A co-operative that brings together freelances, small businesses and community organisations is about to transform a five-floor building in the independent fringe of the centre of Bradford.
The building at 14 North Parade, which has been empty for over a year, will include studio, office and meeting space for co-working, and a café with commercial kitchen available for use by pop-up food ventures. Three well-known local organisations – Common Wealth (community theatre), Speakers Corner (women’s collective), Chapel Street Studio (creative co-op) – have already been allocated some of the space in the upper floors. The café on the ground floor will be open during the day and in the evenings and there are plans for it to host different pop-ups to allow food entrepreneurs to test their products and business ideas.
The initiative has been pushed forward by members of Chapel Street Studio, which is a co-operative consortium of freelances and small businesses providing print, digital and marketing services. They impressed the owners of 14 North Parade, who are a local charity involved in the empowerment of disadvantaged people, so much that they were given the option to lease the building rather than buy it outright.

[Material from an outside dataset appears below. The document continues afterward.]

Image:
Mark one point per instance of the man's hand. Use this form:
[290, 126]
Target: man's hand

A number of ethical finance organisations including Co-op Loan Fund are helping to fund the venture. The kitchen, café area, and roof terrace are going to be refurbished before the building opens to the public, which is expected to be in August.
As the work is going on an ‘open day’ is being held every Wednesday in June and July to stimulate interest in the new venture. At the beginning of June there were 24 members of the co-operative with many more expressing an interest to join.

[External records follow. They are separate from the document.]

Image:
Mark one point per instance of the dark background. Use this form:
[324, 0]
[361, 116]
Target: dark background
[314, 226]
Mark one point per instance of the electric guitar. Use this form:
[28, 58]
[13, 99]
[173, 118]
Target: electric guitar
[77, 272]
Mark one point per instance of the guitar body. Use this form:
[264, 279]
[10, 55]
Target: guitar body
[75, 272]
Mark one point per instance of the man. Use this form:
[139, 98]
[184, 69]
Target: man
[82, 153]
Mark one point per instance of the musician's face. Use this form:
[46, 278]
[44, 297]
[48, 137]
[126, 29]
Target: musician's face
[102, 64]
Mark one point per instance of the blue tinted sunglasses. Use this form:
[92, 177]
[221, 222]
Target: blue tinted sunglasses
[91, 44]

Martyn Johnston, one of the founder members of Chapel Street Studio, said: “We have been given a great opportunity to do something special with this building. We are young Bradfordians who are passionate about changing things from the bottom up. We have got three years to show that our co-operative approach is a fairer and more sustainable way of managing property.”
Ian Rothwell, of Co-op Loan Fund, said: “It’s often said that co-ops flourish in adversity and this is an good example. These people are strong natural co-operators and they know that to make a difference to social and economic life in the centre of Bradford they are going to have to do it themselves. They embrace the co-operative values of self-help, self-responsibility, democracy, equality, equity and solidarity.”